当社が1つの図面から作る製品は、1個~数個。不定期で同じ仕事を依頼されることもあります。多品種の製品を扱うため、管理する図面の量は膨大。前に使った図面を探す作業がまず大変でした。そこで2003年頃、図面をPDF化し、過去の製品を検索できるシステムをつくりました。それがDX推進の始まりです。次のきっかけは新人育成。私も営業部長も“勘”や“経験値”で値段を付けていたのですが、営業部長から「これでは営業の若手に見積のつくり方を指導できない」と相談されました。新人の営業は製造現場を知らないため、どの加工でどのくらい時間がかかるか分からないし、作業に見合った見積をつくることも難しいんです。

Q. どのようなDX推進を行ないましたか。

タブレット指示書_中田製作所

タブレットで指示書を確認し、数値を入力

2016年頃から、約3,000万円かけて工程管理もできる新システムを導入しました。まずCADのスタッフが現場のリーダーと工程を組みます。例えば「フライスで2時間、次のマシニングで3時間」と。
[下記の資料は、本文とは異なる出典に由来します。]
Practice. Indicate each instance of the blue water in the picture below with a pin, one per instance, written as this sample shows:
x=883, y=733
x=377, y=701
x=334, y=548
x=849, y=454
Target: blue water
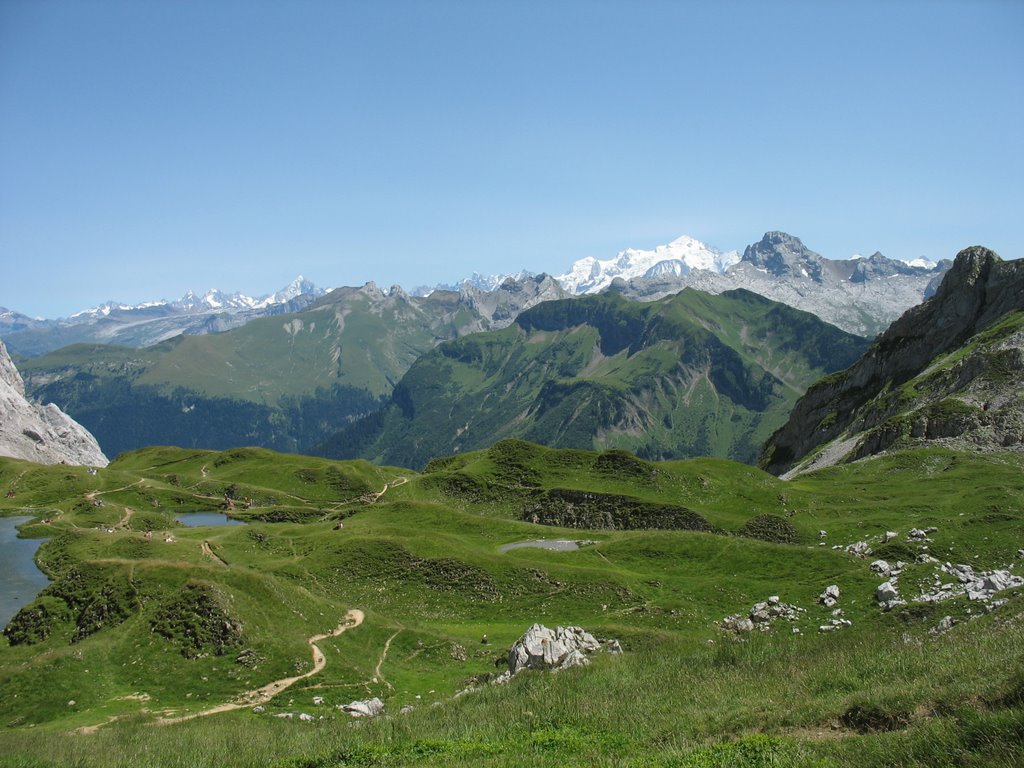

それを入力すると、どの機械が何時まで混んでいるのか、一目で分かる表になります。現場では1人1台ずつタブレットを持ち、開始時間や終了時間をバーコードで読み取ります。図面番号を検索すればどの工程が終わっているかが分かるし、全員がリアルタイムで工程管理を把握できる状態です。

 

Q. DX推進後に経営内容や社内・社員に変化はありましたか。

工程管理表を共有_中田製作所

工程管理表を全従業員で共有

工程管理表内に作業時間を加味した原価計算が表示されるので、各営業スタッフが製品の値付けを判断できるようになりました。また、機械の混雑度が一目瞭然なので、新規受注の際に営業が納期の見当を付けやすくなっています。工程管理表を見て若い営業が現場のベテランの技術者に「この空いている時間に、作業を入れられますよね」と言えるし、生産性を意識するようになった技術者が営業に「売上につながる仕事をつくれよ」と言うこともあります。さらに工程が可視化されたことで、各部門のリーダーが配分を考えた指示を出すようになりました。リーダー同士もコミュニケーションをよく取っていて、会社全体の活性化につながっていると感じます。

Q. 今後どのような展開を検討されていますか。

このシステムは導入した時のベースが工程管理で、そこから少しずつ改良を重ねてきました。毎月1回、パートナーのIT企業に来社してもらい、課題解決のためにカスタマイズをお願いしています。すでに導入している仕組みにも安定性が欲しい部分もあるので、そこを含めてシステムを完成形にしたいですね。それから、新工場ではロボット主体での製造を計画しています。ロボットのティーチングのための人材を新工場に配置し、売上の拡大を図りたいと思っています。